Premier confiseur à installer après-guerre des distributeurs dans les gares et le métro, et plus récemment dans les kiosques d’aéroport et sur les aires d’autoroute, Les Anis® de Flavigny renouvellent leur clientèle avec de nouveaux circuits de distribution et, par un réactualisation des packagings. Les grands magasins et supérettes urbaines rejoignent les épiceries fines, jardineries et boutiques cadeaux.
Dernièrement, l’entreprise a sorti un paquet nomade de 40 grammes en carton proche de la taille d’un paquet de cigarettes. Il complète les conditionnements en boîte plastique avec le couvercle en métal (50 grammes de bonbons), les étuis de poche en carton, plus petits (18g) et le gros paquet d’un kilo. « L’idée était de proposer un produit pas cher pour les achats impulsifs ».

L’écrin de l’abbaye convenant bien à la boutique, au musée récemment installé et à l’atelier de fabrication ouvert tous les matins aux visiteurs, ce n’est plus le cas pour assurer la logistique.
Catherine Troubat attend le feu vert de l’architecte des Bâtiments de France pour construire un entrepôt de 500 m2 aux portes du village. L’aboutissement d’un combat de 14 années, soupire t-elle, en raison du classement du village.
L’architecte de Saulieu (Côte-d’Or) Claude Coreia, lui a dessiné un bâtiment discret, habillé en bois où l’atelier de conditionnement prendra ses aises aux côtés des zones d’expédition et de stockage des matières premières et des produits finis. L’investissement qui comprend aussi un verger d’arbres fruitiers frise les 4 millions d’€.
Qui est Catherine Troubat ?
C’est en 1923 que le nom de Troubat apparaît dans l’histoire des Anis de Flavigny, quand Jean - le grand-père de Catherine - acquiert la Fabrique Galimard qui avait repris l’activité des sept autres confiseries de ce village situé dans le nord de la Côte-d'Or, tout près du siège d'Alésia.
Après avoir étudié la publicité et le marketing à l’IUT de Besançon, puis préparé une maîtrise à l’université Villetaneuse Paris, Catherine Troubat exerce pendant quatre ans le métier de publicitaire à Dijon. En 1990, elle rejoint son père Nicolas à la fabrique comme « apprentie patronne » sur le terrain et complète sa formation théorique en suivant les cours du soir de la CCI de Dijon.

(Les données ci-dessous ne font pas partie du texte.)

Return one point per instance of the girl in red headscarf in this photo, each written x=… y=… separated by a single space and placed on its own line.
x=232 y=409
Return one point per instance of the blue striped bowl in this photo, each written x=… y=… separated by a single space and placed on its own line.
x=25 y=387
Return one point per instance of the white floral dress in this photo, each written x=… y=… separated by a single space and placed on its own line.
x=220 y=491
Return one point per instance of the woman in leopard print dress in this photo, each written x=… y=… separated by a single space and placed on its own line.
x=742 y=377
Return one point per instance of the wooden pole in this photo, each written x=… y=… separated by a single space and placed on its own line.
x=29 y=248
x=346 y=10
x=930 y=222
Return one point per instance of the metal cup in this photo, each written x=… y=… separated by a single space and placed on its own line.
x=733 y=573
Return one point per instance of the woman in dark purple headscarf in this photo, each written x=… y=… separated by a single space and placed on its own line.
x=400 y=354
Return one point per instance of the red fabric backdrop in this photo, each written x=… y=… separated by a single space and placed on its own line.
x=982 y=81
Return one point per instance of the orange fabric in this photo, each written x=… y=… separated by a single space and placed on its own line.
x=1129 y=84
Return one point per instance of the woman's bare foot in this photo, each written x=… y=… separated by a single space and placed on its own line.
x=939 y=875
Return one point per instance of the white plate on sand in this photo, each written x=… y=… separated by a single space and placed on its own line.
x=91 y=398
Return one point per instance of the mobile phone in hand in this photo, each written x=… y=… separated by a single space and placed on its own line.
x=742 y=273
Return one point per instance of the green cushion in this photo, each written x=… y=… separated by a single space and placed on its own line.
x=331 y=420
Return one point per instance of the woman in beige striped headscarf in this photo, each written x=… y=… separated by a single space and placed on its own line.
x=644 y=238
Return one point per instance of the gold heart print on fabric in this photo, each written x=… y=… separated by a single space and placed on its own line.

Aujourd’hui à la tête d’une équipe de 33 personnes, elle a fait passer l’entreprise aux 35 heures, implanté la vente des bonbons dans les jardineries ainsi que dans les kiosques d’aéroport, relooké les boîtes ovales, lancé les Petits Anis® (des bonbons moins gros) et une gamme certifiée biologique par Ecocert.
Catherine Troubat a également été conseillère du commerce extérieur de 2009 à 2015 et elle est membre active du réseau de fabricants de produits régionaux Vive la Bourgogne.
Elle est aussi conseillère municipale de Flavigny-sur-Ozerain et est impliquée dans la Fédération des Entrepreneurs et Entreprise de France, association de PME manufacturières qui mutualisent leurs relations avec la grande distribution et la restauration hors foyer.